What You Should Know About Pre-Surgical Psychological Evaluations



Pre-surgical evaluations are standard practice for several types of surgeries. Three common procedures requiring these evaluations are:

  • Spinal Cord Stimulator Implants (SCS)

  • Bariatric Surgery

  • Organ Transplants (for recipients and donors)

These evaluations aim to help identify suitable candidates for surgery and increase your chances of success post-surgery.


Your mental and emotional health play a crucial role in your overall health— including the success of your surgery. Although some people feel nervous or uneasy about the evaluation, it’s not intended to cause you stress. It’s simply one step in the process of getting your total health picture before surgery and enhancing your success during the post-surgery adjustment.

Requiring a pre-surgery assessment doesn’t mean your surgeon has concerns about your mental health. Instead, it helps them identify your strengths and risk factors and find areas where you could benefit from support after your surgery.
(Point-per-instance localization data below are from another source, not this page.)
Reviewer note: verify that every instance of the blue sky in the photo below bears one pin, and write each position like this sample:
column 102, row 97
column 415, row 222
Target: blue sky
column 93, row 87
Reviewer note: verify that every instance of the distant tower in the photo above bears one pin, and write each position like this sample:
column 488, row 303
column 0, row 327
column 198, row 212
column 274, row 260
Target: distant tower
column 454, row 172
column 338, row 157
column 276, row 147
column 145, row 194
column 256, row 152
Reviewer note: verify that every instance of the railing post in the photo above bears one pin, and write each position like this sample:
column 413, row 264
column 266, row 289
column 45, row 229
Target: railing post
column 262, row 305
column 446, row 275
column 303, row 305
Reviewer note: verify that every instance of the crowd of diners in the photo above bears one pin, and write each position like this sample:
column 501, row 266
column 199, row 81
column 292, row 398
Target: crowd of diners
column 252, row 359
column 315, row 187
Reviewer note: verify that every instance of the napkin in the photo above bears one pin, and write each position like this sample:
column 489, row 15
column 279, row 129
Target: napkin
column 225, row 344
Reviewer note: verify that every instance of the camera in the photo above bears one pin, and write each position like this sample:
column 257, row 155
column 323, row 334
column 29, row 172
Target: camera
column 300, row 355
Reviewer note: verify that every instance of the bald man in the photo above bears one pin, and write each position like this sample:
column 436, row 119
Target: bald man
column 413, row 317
The psychological evaluation has two parts: an interview and a mental health test. You meet with a psychologist or other mental health professional for an interview that focuses on behavior, mental health and your understanding of the surgery. This is your opportunity to ask questions and to clarify anything you are unsure about.


You may have concerns or questions that are outside of the expertise of your surgeon. For example, you may be worried about how your family will function while you’re recovering or about the financial impact of missing work after surgery. Talking to your psychologist about these concerns gives them the opportunity to share some insights or teach you techniques to ease your apprehension.


When you’ve had your questions answered, next, you’ll complete the psychological testing. This test provides an objective measure of your readiness for surgery.


It’s important to keep in mind that:

  • The person conducting the evaluation is a qualified mental health professional, and your information is kept confidential.

  • It’s essential you fully understand how your life will be different once you’ve had the surgery. You’ll need to follow your post-surgery lifestyle changes carefully.

  • The test is not pass or fail. It’s not intended to exclude you from surgery or make it more difficult for you to get it. Instead, it’s a tool to help your surgeon and medical team understand your mental health history and determine ways to help you have the best outcome after your surgery.

  • It’s possible for those with substance abuse or mental health disorders to achieve good outcomes with expert management from a mental health provider.

After the evaluation, many patients report how valuable it was for them to discuss their thoughts, feelings and expectations about the surgery and how their life will change after the surgery.


For some, completing the assessment and test is enough and no further support is needed. But it’s common to need or desire additional psychological support or counseling to maintain the lifestyle changes essential for long-term success after surgery.


Lifelong adherence to a post-surgery regimen can be difficult and is often complex. Depending on the procedure, it may, for example, involve taking multiple medications on a precise schedule, self-monitoring and reporting on physical signs and symptoms. Despite the potentially serious consequences of not following the prescribed regimen and lifestyle changes, it’s not uncommon for people to deviate from their required routine. This tendency toward inconsistency tends to increase over time and leads to poorer outcomes.


Having someone you can confide in that supports you on your road to recovery, helping you through the changes and challenges in your life can make all the difference.